ときには体当たりで胸を借りることも。一平が幼少期に生き別れた母・夕役の板谷由夏(45)との激しいビンタ合戦は視聴者に衝撃を与えたが、舞台裏もまた壮絶だった。

 

「中途半端な感じになるのは嫌だったので、“思いっきりやりましょう”という話を板谷さんとしていて、こんな力で人のことをたたいたことないってくらい思い切りたたいたんです。そしたら、板谷さんから私と同じかそれ以上の強さで返ってきて(笑)。板谷さんがそこまで本気で向かってきてくださったことがとてもうれしかったです」

 

杉咲花明かす留置場シーンの裏側「トータスさんからビー玉を」
画像を見る 視聴者の涙を誘った留置場でのテルヲとの“別れ”(写真提供:NHK)

 

愛憎相半ばする関係だった父・テルヲ役のトータス松本(54)からは“宝物”を受け取っていた。
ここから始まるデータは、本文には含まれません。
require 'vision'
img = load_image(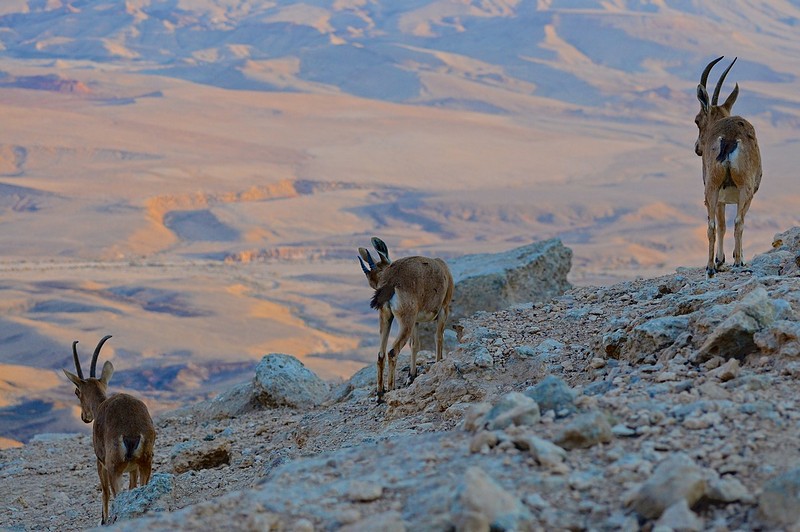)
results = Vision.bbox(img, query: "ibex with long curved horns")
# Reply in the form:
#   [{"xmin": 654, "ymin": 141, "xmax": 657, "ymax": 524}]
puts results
[
  {"xmin": 358, "ymin": 237, "xmax": 453, "ymax": 402},
  {"xmin": 64, "ymin": 336, "xmax": 156, "ymax": 524},
  {"xmin": 694, "ymin": 56, "xmax": 761, "ymax": 277}
]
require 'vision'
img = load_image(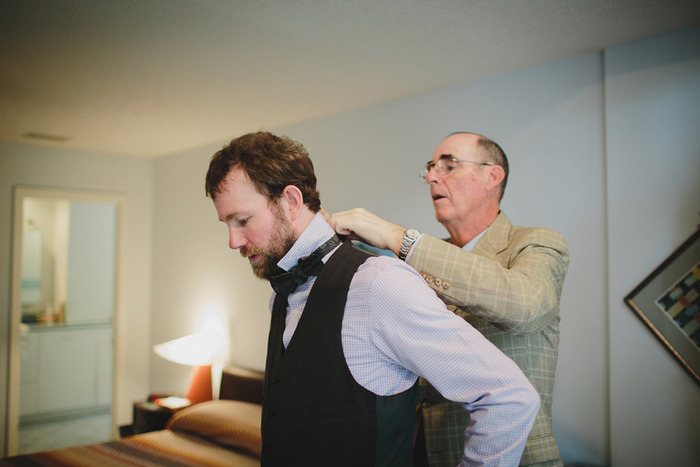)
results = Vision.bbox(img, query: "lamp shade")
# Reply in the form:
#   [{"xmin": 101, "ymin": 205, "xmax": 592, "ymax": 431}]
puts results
[
  {"xmin": 153, "ymin": 332, "xmax": 221, "ymax": 404},
  {"xmin": 153, "ymin": 332, "xmax": 220, "ymax": 366}
]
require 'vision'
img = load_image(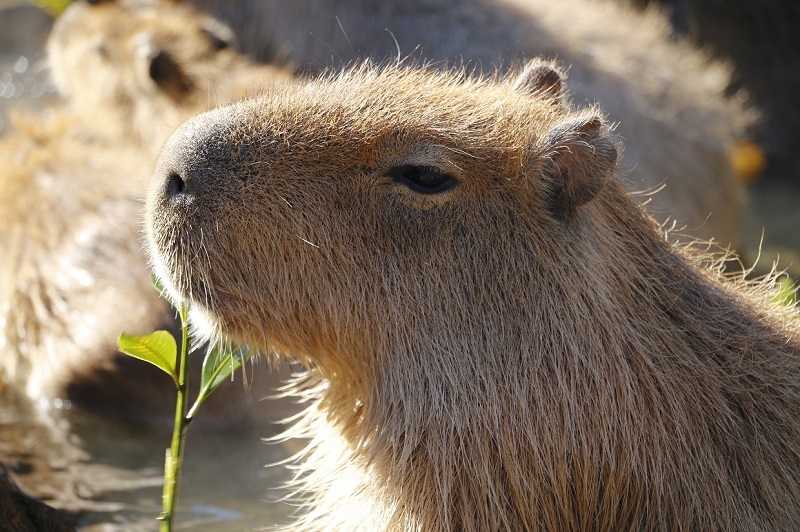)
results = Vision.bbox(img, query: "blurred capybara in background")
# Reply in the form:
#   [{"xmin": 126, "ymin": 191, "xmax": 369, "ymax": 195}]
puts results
[
  {"xmin": 626, "ymin": 0, "xmax": 800, "ymax": 181},
  {"xmin": 0, "ymin": 2, "xmax": 292, "ymax": 417},
  {"xmin": 47, "ymin": 1, "xmax": 292, "ymax": 149},
  {"xmin": 147, "ymin": 63, "xmax": 800, "ymax": 530},
  {"xmin": 178, "ymin": 0, "xmax": 751, "ymax": 246},
  {"xmin": 0, "ymin": 109, "xmax": 172, "ymax": 414}
]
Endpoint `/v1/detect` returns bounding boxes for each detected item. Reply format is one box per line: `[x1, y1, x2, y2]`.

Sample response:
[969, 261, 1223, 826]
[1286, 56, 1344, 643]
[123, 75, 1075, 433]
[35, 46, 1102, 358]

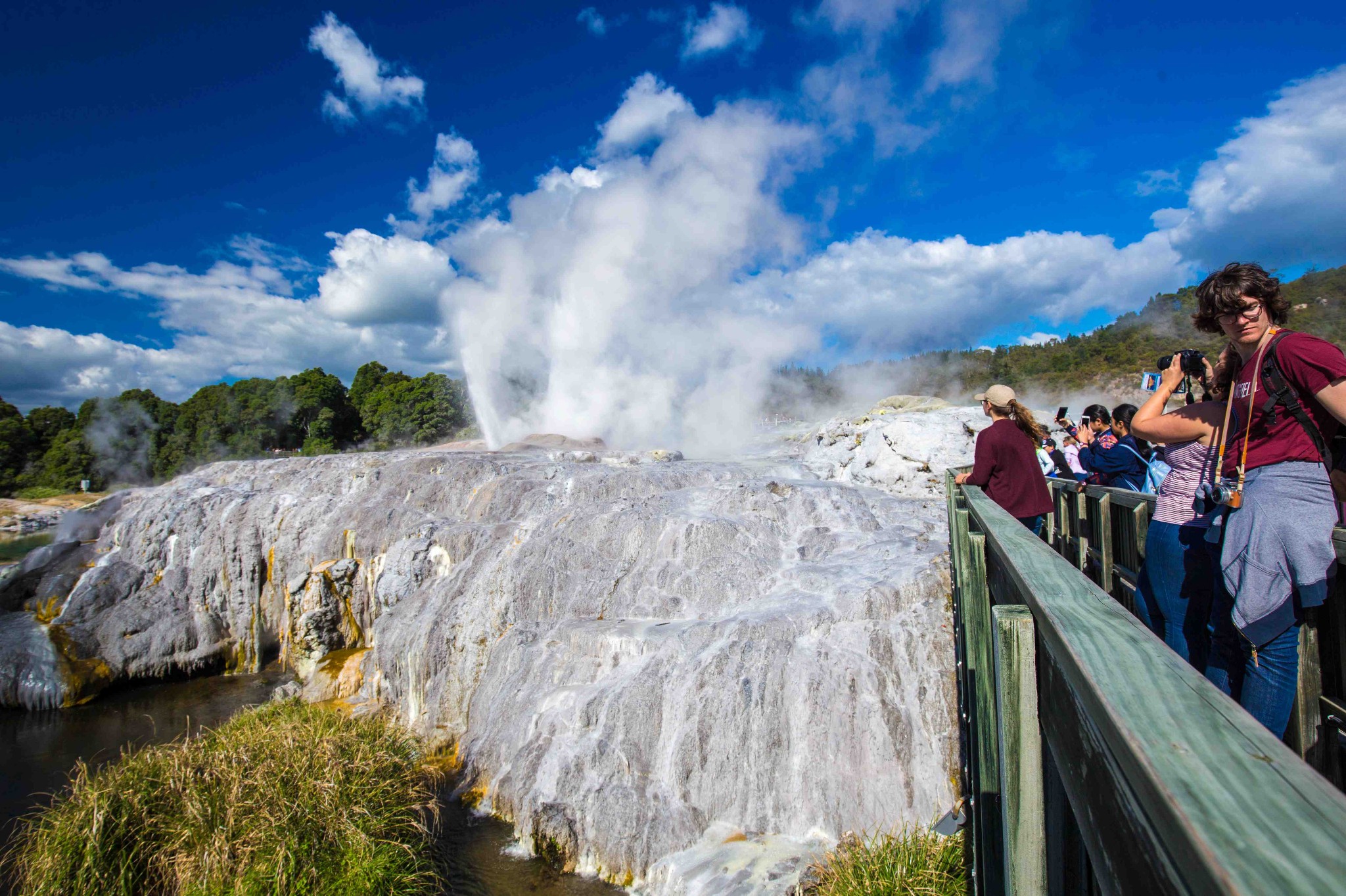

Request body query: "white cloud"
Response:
[743, 230, 1191, 358]
[1136, 168, 1182, 196]
[597, 72, 696, 156]
[1153, 66, 1346, 268]
[801, 54, 933, 159]
[574, 7, 607, 37]
[315, 229, 453, 325]
[682, 3, 762, 59]
[925, 0, 1027, 93]
[0, 234, 455, 405]
[406, 133, 480, 225]
[308, 12, 425, 123]
[814, 0, 925, 43]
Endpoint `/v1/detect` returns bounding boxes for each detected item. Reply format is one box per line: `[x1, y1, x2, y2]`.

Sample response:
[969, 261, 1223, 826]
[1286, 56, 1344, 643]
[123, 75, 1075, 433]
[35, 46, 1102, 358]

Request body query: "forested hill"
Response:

視聴者の涙を誘った、千代と死期の迫ったテルヲが留置場で激しく本音をぶつけ合うシーン。実は、その裏側では、こんな心温まるエピソードがあった。

 

「このシーンの撮影後、トータスさんからたくさんのビー玉が入った巾着を頂きました。千代が劇中でよく持っている黄色のビー玉とそっくりなもの。トータスさんが『これは俺のなかでの裏設定だけど、お父ちゃんは千代に喜んでもらいたくてお金ができるとビー玉を買ってためたんだ。これはお守りだから、テルヲの分身だよ』って言ってくれて。それをいつも一粒だけ現場に持っていってあとはおうちに置いてました。本当に粋なお父ちゃんでした」

 

最後に、長丁場の撮影が終わった今、いちばんしたいことは何かと聞くと、「仕事の現場がいちばん好きだから何だろうなあ……」としばらく考え込んで、こう答えた。

 

「家にいるのが好きなので、家でボーッとしていたいです(笑)。今まで数えきれるくらいしか行ったことがないんですが、外出ができる時期になったら旅行して、友達が教えてくれた素敵なホテルに行ってみたいなあ」

 

数々の困難を乗り越え、千代と二人三脚で走り抜けた杉咲。彼女の女優としての旅路は、これからも続いていく――。